CI/CD Security for Heroku Pipelines

Why CI/CD Security Matters

Your CI/CD pipeline is a high-value target for attackers. A compromised pipeline can inject malicious code into production, steal secrets, or give attackers persistent access to your infrastructure.

Securing your CI/CD pipeline protects against:

  • Supply chain attacks injecting malicious code during build
  • Credential theft from exposed secrets in CI logs
  • Unauthorized deployments bypassing code review
  • Malicious dependencies introduced through package managers
  • Data exfiltration through compromised build environments

A secure pipeline ensures that only reviewed, tested code reaches production.

Heroku Pipeline Security

Heroku Pipelines provide a structured deployment workflow: development → staging → production. Each stage should have appropriate security controls.

Pipeline Architecture

[GitHub/GitLab]
[Review Apps] ← Pull Requests
[Staging] ← Automatic deploy from main
[Production] ← Manual promotion

Best Practices

  • Require manual promotion to production (no auto-deploy)
  • Use separate apps for each pipeline stage
  • Different config vars per environment
  • Audit who can promote to production

Review App Security

Review Apps automatically create isolated environments for pull requests. While convenient, they introduce security considerations.

Protecting Review Apps

  • Use different database than production (never connect to prod data)
  • Sanitize test data (no real customer information)
  • Set review app TTL (auto-destroy after merge)
  • Limit external service access (use test/sandbox APIs)
  • Disable indexing (add X-Robots-Tag: noindex)

Review App Config

// app.json
{
  "environments": {
    "review": {
      "env": {
        "DATABASE_URL": {
          "required": true
        },
        "STRIPE_SECRET_KEY": {
          "value": "sk_test_review_app_key"
        }
      },
      "addons": ["heroku-postgresql:mini"]
    }
  }
}

Secrets in Review Apps

Never expose production secrets to review apps:

  • Use test/sandbox API keys
  • Configure separate OAuth apps for review
  • Never seed review apps with production data

GitHub Integration Security

Protecting GitHub Connection

  • Use GitHub Apps (not OAuth apps) for better permission scoping
  • Enable branch protection on main branch
  • Require pull request reviews before merge
  • Require status checks (tests must pass)
  • Require signed commits for verified authorship

Branch Protection Rules

Configure in GitHub repository settings:

  • Require pull request before merging
  • Require 1+ approving reviews
  • Dismiss stale reviews on new commits
  • Require status checks to pass
  • Require branches to be up to date
  • Include administrators in rules

Deploy Keys

If using deploy keys:

  • Use read-only keys when possible
  • Rotate keys regularly
  • Audit key usage

Dependency Scanning

Vulnerable dependencies are a major attack vector.

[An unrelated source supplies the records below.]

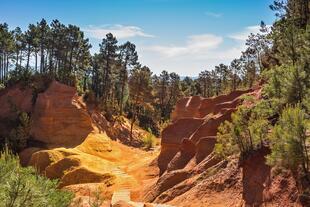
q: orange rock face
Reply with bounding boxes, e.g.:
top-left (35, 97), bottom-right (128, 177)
top-left (158, 89), bottom-right (254, 174)
top-left (31, 82), bottom-right (93, 147)
top-left (141, 87), bottom-right (299, 207)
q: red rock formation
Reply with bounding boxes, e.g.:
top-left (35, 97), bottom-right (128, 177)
top-left (31, 82), bottom-right (93, 147)
top-left (158, 89), bottom-right (260, 174)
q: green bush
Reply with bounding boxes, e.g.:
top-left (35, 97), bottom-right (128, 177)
top-left (142, 133), bottom-right (156, 150)
top-left (267, 105), bottom-right (310, 174)
top-left (0, 148), bottom-right (73, 207)
top-left (215, 104), bottom-right (270, 159)
top-left (6, 112), bottom-right (30, 152)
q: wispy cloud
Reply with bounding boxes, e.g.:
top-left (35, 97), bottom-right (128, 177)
top-left (205, 11), bottom-right (223, 18)
top-left (228, 25), bottom-right (271, 41)
top-left (83, 24), bottom-right (154, 39)
top-left (144, 34), bottom-right (223, 57)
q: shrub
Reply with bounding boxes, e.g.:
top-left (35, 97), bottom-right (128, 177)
top-left (215, 106), bottom-right (269, 159)
top-left (0, 148), bottom-right (73, 207)
top-left (267, 105), bottom-right (309, 173)
top-left (142, 133), bottom-right (156, 150)
top-left (7, 112), bottom-right (30, 152)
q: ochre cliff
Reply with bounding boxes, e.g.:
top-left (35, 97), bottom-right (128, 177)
top-left (0, 81), bottom-right (157, 206)
top-left (140, 87), bottom-right (299, 207)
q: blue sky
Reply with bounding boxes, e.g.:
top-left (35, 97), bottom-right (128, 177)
top-left (0, 0), bottom-right (274, 76)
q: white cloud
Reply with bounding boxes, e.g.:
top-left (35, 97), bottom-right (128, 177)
top-left (228, 25), bottom-right (271, 41)
top-left (205, 11), bottom-right (223, 18)
top-left (144, 34), bottom-right (223, 58)
top-left (83, 24), bottom-right (154, 39)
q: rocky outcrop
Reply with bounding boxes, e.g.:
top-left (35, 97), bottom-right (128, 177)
top-left (158, 88), bottom-right (260, 174)
top-left (31, 82), bottom-right (93, 147)
top-left (142, 87), bottom-right (300, 207)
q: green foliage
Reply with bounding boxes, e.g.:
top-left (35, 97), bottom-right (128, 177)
top-left (215, 102), bottom-right (270, 159)
top-left (6, 112), bottom-right (30, 152)
top-left (0, 148), bottom-right (73, 207)
top-left (267, 105), bottom-right (310, 173)
top-left (142, 130), bottom-right (156, 150)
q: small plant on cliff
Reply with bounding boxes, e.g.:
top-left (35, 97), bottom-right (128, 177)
top-left (7, 112), bottom-right (30, 152)
top-left (267, 105), bottom-right (310, 174)
top-left (0, 148), bottom-right (72, 207)
top-left (215, 103), bottom-right (269, 159)
top-left (142, 130), bottom-right (156, 150)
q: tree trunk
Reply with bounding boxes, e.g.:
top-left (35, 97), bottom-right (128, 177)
top-left (35, 51), bottom-right (38, 71)
top-left (26, 44), bottom-right (30, 70)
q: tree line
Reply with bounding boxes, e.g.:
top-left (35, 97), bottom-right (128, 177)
top-left (0, 19), bottom-right (270, 134)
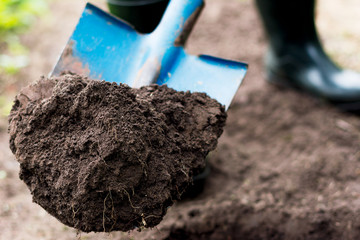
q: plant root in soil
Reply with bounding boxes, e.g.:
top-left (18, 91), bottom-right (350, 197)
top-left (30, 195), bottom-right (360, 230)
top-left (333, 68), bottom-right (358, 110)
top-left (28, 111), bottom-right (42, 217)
top-left (9, 73), bottom-right (226, 232)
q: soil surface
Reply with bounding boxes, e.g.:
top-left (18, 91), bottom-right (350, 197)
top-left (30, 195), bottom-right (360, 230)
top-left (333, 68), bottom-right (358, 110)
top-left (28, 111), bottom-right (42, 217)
top-left (0, 0), bottom-right (360, 240)
top-left (9, 74), bottom-right (226, 232)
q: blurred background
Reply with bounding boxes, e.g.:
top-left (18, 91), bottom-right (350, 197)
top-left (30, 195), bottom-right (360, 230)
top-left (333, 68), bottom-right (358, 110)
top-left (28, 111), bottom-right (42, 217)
top-left (0, 0), bottom-right (360, 240)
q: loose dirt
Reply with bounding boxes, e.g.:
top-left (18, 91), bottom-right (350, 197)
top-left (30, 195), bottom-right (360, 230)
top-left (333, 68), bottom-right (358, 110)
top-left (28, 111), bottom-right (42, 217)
top-left (9, 74), bottom-right (226, 232)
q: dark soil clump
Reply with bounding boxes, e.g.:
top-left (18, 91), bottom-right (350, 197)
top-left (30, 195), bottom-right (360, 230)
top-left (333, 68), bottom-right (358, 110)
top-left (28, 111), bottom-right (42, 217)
top-left (9, 74), bottom-right (226, 232)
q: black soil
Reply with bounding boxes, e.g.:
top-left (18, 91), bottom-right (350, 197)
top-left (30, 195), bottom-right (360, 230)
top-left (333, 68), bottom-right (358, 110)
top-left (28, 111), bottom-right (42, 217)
top-left (9, 74), bottom-right (226, 232)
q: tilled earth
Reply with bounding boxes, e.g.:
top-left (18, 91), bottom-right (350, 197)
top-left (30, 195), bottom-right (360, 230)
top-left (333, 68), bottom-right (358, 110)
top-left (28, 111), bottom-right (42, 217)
top-left (0, 0), bottom-right (360, 240)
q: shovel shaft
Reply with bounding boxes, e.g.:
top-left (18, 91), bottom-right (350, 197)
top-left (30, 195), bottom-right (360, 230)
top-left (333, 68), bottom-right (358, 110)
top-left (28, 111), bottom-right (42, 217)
top-left (153, 0), bottom-right (204, 46)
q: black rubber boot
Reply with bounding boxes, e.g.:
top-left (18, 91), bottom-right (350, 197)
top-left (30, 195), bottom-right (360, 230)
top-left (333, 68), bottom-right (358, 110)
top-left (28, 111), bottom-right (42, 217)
top-left (107, 0), bottom-right (169, 33)
top-left (256, 0), bottom-right (360, 112)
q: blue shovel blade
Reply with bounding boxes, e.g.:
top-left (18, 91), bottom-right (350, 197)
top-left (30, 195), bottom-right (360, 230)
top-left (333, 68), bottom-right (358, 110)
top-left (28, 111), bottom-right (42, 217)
top-left (51, 0), bottom-right (247, 108)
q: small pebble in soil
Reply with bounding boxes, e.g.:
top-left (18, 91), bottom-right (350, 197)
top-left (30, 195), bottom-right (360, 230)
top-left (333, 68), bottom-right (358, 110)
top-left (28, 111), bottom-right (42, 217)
top-left (9, 73), bottom-right (226, 232)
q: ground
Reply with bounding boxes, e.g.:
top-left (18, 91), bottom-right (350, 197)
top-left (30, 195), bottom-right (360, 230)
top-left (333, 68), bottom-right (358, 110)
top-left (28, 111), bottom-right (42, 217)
top-left (0, 0), bottom-right (360, 240)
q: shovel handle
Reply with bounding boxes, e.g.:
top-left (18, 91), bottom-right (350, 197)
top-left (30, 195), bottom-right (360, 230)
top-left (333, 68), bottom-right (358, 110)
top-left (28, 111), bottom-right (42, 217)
top-left (154, 0), bottom-right (204, 46)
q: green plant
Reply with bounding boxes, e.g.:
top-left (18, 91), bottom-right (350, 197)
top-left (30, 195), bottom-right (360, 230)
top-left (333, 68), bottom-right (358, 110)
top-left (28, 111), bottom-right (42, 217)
top-left (0, 0), bottom-right (47, 74)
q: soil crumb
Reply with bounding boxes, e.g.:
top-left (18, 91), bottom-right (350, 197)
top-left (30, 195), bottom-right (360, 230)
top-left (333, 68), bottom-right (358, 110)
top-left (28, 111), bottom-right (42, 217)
top-left (9, 74), bottom-right (226, 232)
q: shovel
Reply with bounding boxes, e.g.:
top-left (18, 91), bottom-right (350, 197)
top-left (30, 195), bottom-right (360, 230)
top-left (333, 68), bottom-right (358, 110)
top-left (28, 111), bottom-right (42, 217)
top-left (51, 0), bottom-right (247, 109)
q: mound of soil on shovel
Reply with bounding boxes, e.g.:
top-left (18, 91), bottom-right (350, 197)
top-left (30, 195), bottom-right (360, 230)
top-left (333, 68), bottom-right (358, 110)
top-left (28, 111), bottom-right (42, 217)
top-left (9, 74), bottom-right (226, 232)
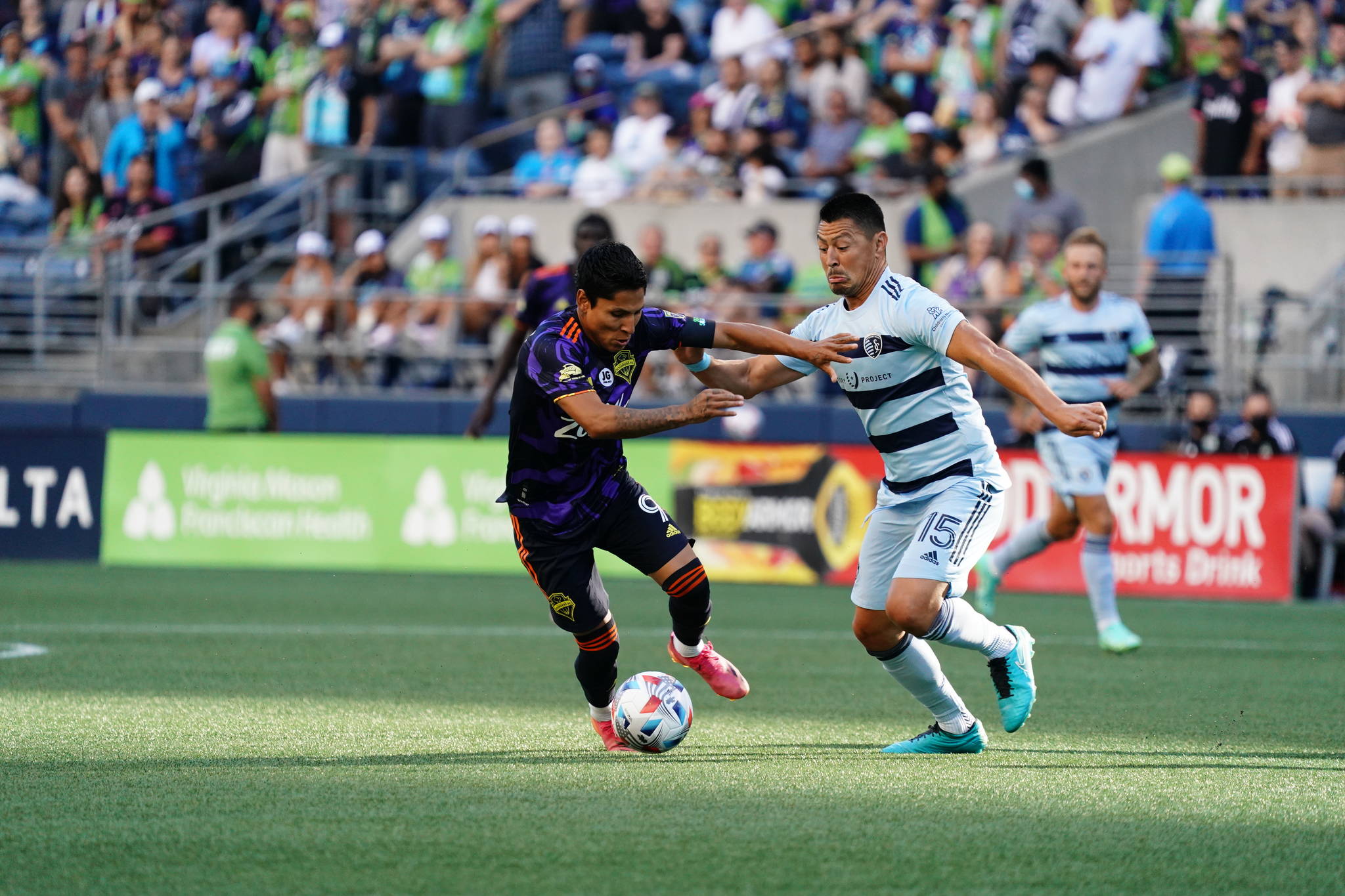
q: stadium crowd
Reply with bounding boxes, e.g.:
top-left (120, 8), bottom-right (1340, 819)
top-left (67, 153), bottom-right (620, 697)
top-left (0, 0), bottom-right (1345, 253)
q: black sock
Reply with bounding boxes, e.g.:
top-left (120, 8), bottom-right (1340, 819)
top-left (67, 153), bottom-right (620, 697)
top-left (663, 557), bottom-right (710, 647)
top-left (574, 619), bottom-right (621, 706)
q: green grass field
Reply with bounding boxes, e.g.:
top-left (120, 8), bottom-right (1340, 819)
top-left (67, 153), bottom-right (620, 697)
top-left (0, 565), bottom-right (1345, 893)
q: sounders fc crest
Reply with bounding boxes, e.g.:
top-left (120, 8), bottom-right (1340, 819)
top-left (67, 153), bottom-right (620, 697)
top-left (612, 348), bottom-right (635, 383)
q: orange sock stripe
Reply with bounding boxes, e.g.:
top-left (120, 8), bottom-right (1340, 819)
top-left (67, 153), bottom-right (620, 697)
top-left (574, 626), bottom-right (616, 652)
top-left (663, 566), bottom-right (705, 594)
top-left (669, 570), bottom-right (709, 598)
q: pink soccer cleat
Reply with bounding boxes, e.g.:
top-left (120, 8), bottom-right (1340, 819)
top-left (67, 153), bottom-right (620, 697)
top-left (589, 717), bottom-right (635, 752)
top-left (669, 635), bottom-right (752, 700)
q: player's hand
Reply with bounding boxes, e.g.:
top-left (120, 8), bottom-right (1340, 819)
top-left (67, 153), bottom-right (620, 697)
top-left (1046, 402), bottom-right (1107, 438)
top-left (799, 333), bottom-right (860, 383)
top-left (464, 402), bottom-right (495, 439)
top-left (1104, 380), bottom-right (1139, 402)
top-left (682, 389), bottom-right (742, 423)
top-left (672, 345), bottom-right (705, 364)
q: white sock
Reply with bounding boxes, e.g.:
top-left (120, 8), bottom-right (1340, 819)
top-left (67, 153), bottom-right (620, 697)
top-left (870, 634), bottom-right (977, 735)
top-left (921, 598), bottom-right (1018, 660)
top-left (672, 635), bottom-right (705, 660)
top-left (1078, 534), bottom-right (1120, 631)
top-left (987, 520), bottom-right (1050, 575)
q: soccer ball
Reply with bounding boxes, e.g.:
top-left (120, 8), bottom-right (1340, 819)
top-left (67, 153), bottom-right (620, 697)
top-left (612, 672), bottom-right (692, 752)
top-left (720, 404), bottom-right (765, 442)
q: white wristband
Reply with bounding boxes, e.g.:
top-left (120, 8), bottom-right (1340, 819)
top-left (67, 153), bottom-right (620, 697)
top-left (686, 354), bottom-right (714, 373)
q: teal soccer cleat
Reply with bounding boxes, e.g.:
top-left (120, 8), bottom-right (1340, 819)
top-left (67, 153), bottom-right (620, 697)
top-left (1097, 622), bottom-right (1143, 653)
top-left (882, 719), bottom-right (990, 754)
top-left (986, 626), bottom-right (1037, 733)
top-left (971, 553), bottom-right (1000, 619)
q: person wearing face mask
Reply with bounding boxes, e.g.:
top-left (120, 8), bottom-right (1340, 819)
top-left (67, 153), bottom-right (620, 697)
top-left (1168, 388), bottom-right (1233, 457)
top-left (206, 286), bottom-right (276, 433)
top-left (1005, 158), bottom-right (1084, 261)
top-left (1228, 385), bottom-right (1298, 457)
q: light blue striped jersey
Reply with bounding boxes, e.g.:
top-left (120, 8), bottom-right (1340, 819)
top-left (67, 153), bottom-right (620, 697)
top-left (1003, 293), bottom-right (1154, 408)
top-left (776, 268), bottom-right (1009, 507)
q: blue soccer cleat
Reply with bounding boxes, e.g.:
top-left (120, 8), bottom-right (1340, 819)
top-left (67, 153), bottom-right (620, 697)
top-left (970, 553), bottom-right (1001, 619)
top-left (882, 719), bottom-right (990, 754)
top-left (986, 626), bottom-right (1037, 733)
top-left (1097, 622), bottom-right (1143, 653)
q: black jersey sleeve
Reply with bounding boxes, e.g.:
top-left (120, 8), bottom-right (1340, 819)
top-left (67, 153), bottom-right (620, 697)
top-left (527, 333), bottom-right (593, 402)
top-left (642, 308), bottom-right (714, 351)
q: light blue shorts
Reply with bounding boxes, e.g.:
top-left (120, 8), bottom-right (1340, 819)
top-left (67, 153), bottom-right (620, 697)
top-left (1037, 430), bottom-right (1119, 508)
top-left (850, 477), bottom-right (1005, 610)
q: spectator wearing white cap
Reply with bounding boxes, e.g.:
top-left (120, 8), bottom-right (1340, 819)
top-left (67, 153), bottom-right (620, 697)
top-left (102, 78), bottom-right (187, 200)
top-left (570, 125), bottom-right (629, 208)
top-left (506, 215), bottom-right (546, 289)
top-left (467, 215), bottom-right (508, 305)
top-left (416, 0), bottom-right (489, 149)
top-left (253, 3), bottom-right (321, 182)
top-left (272, 230), bottom-right (335, 348)
top-left (301, 22), bottom-right (378, 156)
top-left (340, 230), bottom-right (406, 349)
top-left (1073, 0), bottom-right (1164, 121)
top-left (612, 82), bottom-right (672, 176)
top-left (406, 215), bottom-right (463, 347)
top-left (710, 0), bottom-right (789, 70)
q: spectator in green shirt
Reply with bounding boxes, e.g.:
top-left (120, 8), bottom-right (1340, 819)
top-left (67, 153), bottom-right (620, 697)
top-left (257, 3), bottom-right (323, 182)
top-left (206, 288), bottom-right (276, 433)
top-left (416, 0), bottom-right (487, 149)
top-left (0, 22), bottom-right (41, 150)
top-left (850, 94), bottom-right (910, 175)
top-left (640, 224), bottom-right (686, 301)
top-left (406, 215), bottom-right (463, 347)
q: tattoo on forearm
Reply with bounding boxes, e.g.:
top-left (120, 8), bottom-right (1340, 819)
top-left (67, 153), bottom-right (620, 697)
top-left (612, 404), bottom-right (686, 439)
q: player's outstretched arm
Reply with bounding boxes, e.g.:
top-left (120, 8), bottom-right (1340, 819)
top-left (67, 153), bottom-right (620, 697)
top-left (675, 348), bottom-right (806, 398)
top-left (1107, 348), bottom-right (1164, 402)
top-left (948, 321), bottom-right (1107, 435)
top-left (713, 321), bottom-right (860, 383)
top-left (466, 326), bottom-right (527, 439)
top-left (556, 388), bottom-right (742, 439)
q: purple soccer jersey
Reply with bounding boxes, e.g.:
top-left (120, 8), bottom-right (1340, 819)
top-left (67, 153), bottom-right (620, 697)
top-left (499, 308), bottom-right (714, 536)
top-left (514, 265), bottom-right (574, 329)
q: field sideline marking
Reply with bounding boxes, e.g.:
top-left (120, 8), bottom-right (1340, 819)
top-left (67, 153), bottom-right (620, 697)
top-left (0, 642), bottom-right (47, 660)
top-left (0, 622), bottom-right (1345, 656)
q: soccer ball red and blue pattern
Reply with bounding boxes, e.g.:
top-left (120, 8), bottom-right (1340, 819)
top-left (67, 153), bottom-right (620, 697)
top-left (612, 672), bottom-right (692, 752)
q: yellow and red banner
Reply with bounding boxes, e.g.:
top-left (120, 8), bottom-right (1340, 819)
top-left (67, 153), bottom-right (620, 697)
top-left (670, 440), bottom-right (1298, 601)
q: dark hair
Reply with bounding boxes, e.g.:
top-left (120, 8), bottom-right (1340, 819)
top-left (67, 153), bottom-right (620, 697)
top-left (1018, 158), bottom-right (1050, 184)
top-left (574, 240), bottom-right (650, 304)
top-left (574, 212), bottom-right (615, 239)
top-left (229, 284), bottom-right (257, 314)
top-left (818, 194), bottom-right (888, 238)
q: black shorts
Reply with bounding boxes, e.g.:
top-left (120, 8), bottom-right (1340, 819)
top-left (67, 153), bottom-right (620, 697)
top-left (512, 471), bottom-right (692, 634)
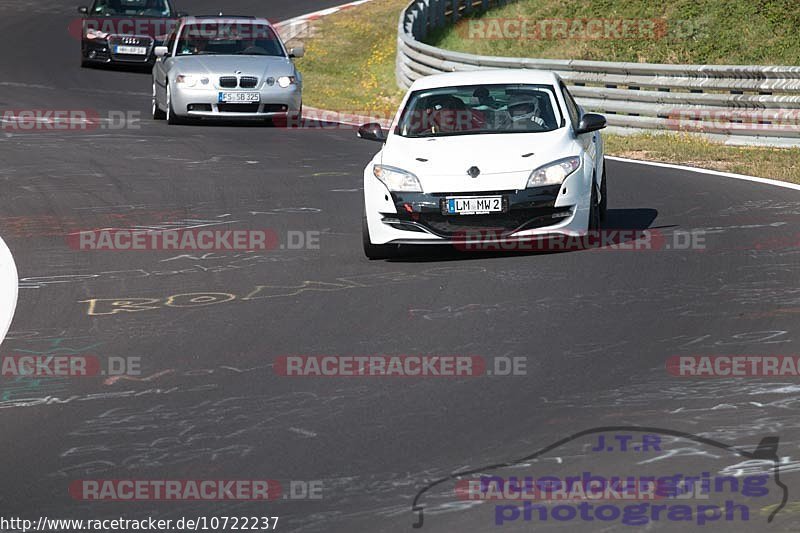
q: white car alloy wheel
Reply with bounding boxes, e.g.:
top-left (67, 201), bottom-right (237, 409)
top-left (167, 80), bottom-right (183, 124)
top-left (153, 80), bottom-right (167, 120)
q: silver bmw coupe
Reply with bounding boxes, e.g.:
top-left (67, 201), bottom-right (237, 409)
top-left (153, 16), bottom-right (304, 124)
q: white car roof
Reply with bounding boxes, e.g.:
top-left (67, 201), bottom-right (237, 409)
top-left (410, 69), bottom-right (561, 91)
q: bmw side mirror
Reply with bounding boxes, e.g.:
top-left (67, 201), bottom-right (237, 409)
top-left (575, 113), bottom-right (606, 135)
top-left (358, 122), bottom-right (386, 142)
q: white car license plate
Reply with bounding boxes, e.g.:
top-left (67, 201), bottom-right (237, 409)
top-left (114, 45), bottom-right (147, 56)
top-left (219, 91), bottom-right (261, 104)
top-left (445, 196), bottom-right (503, 215)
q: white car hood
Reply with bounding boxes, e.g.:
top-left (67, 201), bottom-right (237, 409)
top-left (381, 128), bottom-right (574, 193)
top-left (175, 55), bottom-right (294, 80)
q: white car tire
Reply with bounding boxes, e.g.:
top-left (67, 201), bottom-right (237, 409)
top-left (153, 80), bottom-right (167, 120)
top-left (167, 80), bottom-right (184, 125)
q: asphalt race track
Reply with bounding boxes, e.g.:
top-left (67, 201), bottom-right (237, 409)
top-left (0, 0), bottom-right (800, 533)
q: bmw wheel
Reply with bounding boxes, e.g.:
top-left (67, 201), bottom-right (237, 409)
top-left (589, 181), bottom-right (600, 231)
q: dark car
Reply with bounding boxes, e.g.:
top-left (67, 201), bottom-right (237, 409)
top-left (78, 0), bottom-right (185, 67)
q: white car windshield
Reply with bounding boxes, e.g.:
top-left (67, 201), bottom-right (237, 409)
top-left (90, 0), bottom-right (174, 17)
top-left (396, 84), bottom-right (564, 137)
top-left (177, 22), bottom-right (285, 56)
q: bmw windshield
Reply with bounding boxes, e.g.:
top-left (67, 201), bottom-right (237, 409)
top-left (396, 84), bottom-right (564, 137)
top-left (177, 22), bottom-right (285, 57)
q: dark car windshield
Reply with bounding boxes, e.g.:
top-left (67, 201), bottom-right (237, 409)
top-left (89, 0), bottom-right (175, 17)
top-left (177, 22), bottom-right (285, 56)
top-left (396, 84), bottom-right (564, 137)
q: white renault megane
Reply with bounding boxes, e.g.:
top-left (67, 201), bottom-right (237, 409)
top-left (358, 70), bottom-right (607, 259)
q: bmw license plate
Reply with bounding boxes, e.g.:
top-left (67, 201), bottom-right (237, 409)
top-left (444, 196), bottom-right (504, 215)
top-left (218, 91), bottom-right (261, 104)
top-left (114, 45), bottom-right (147, 56)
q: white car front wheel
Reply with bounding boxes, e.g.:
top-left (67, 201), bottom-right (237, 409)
top-left (167, 80), bottom-right (183, 125)
top-left (153, 80), bottom-right (167, 120)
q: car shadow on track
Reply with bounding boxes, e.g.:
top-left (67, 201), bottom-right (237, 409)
top-left (81, 63), bottom-right (153, 74)
top-left (388, 208), bottom-right (662, 263)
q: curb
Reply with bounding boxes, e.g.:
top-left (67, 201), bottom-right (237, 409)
top-left (0, 238), bottom-right (19, 343)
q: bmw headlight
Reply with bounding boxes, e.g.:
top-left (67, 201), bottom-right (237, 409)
top-left (528, 157), bottom-right (581, 187)
top-left (372, 165), bottom-right (422, 192)
top-left (175, 74), bottom-right (197, 87)
top-left (278, 76), bottom-right (297, 89)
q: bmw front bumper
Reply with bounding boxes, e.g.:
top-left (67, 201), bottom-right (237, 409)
top-left (172, 83), bottom-right (302, 119)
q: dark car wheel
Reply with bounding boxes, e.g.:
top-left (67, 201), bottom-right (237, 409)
top-left (361, 215), bottom-right (397, 261)
top-left (600, 161), bottom-right (608, 222)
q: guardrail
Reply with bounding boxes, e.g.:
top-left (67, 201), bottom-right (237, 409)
top-left (396, 0), bottom-right (800, 145)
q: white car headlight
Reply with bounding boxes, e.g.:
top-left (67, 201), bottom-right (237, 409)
top-left (372, 165), bottom-right (422, 192)
top-left (86, 28), bottom-right (108, 40)
top-left (175, 74), bottom-right (197, 87)
top-left (528, 157), bottom-right (581, 187)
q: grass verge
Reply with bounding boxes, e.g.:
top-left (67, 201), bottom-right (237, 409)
top-left (428, 0), bottom-right (800, 65)
top-left (297, 0), bottom-right (800, 183)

Scan dependencies in CI before deployment.

Automated Scanning Tools

ToolLanguageIntegration
DependabotMultiGitHub native
SnykMultiCI integration
npm auditNode.jsnpm CLI
bundler-auditRubyBundler plugin
SafetyPythonpip install safety

CI Integration Example

# GitHub Actions
- name: Security Scan
  run: |
    npm audit --audit-level=high
    # or for Ruby
    bundle audit check --update

Handling Vulnerabilities

  1. Critical/High: Block deployment, fix immediately
  2. Medium: Fix within sprint
  3. Low: Track and address in maintenance

Automated Security Testing

Integrate security testing into your CI pipeline.

Static Analysis (SAST)

Scan code for security issues before deployment:

# Example: Brakeman for Rails
- name: Security Scan
  run: brakeman --no-pager --exit-on-warn

Dynamic Testing (DAST)

Test running application for vulnerabilities:

  • OWASP ZAP
  • Burp Suite
  • Nikto

Run against staging, not production.

Secret Scanning

Prevent secrets from being committed:

# GitHub Actions - detect secrets
- name: Secret Scan
  uses: trufflesecurity/trufflehog@main
  with:
    path: ./

Deployment Approval Workflows

Require Approvals for Production

Configure Heroku Pipeline to require manual promotion:

  1. Set production app to manual deployment
  2. Define who can promote (limit to senior engineers)
  3. Require testing on staging first
  4. Document promotion criteria

Two-Person Rule

For sensitive applications, require two-person authorization:

  • Developer opens PR
  • Reviewer approves and merges
  • Second person promotes to production

Audit Trail

Track all deployments:

# View deployment history
heroku releases -a your-production-app

Protecting Build Secrets

CI Environment Security

  • Mask secrets in logs (CI systems should auto-mask)
  • Use CI secret storage (not in repo files)
  • Limit secret scope (only jobs that need them)
  • Rotate CI secrets on suspected compromise
  • Audit secret access

GitHub Actions Secrets

# Access secrets in workflows
env:
  HEROKU_API_KEY: ${{ secrets.HEROKU_API_KEY }}

Never echo secrets or include them in artifacts.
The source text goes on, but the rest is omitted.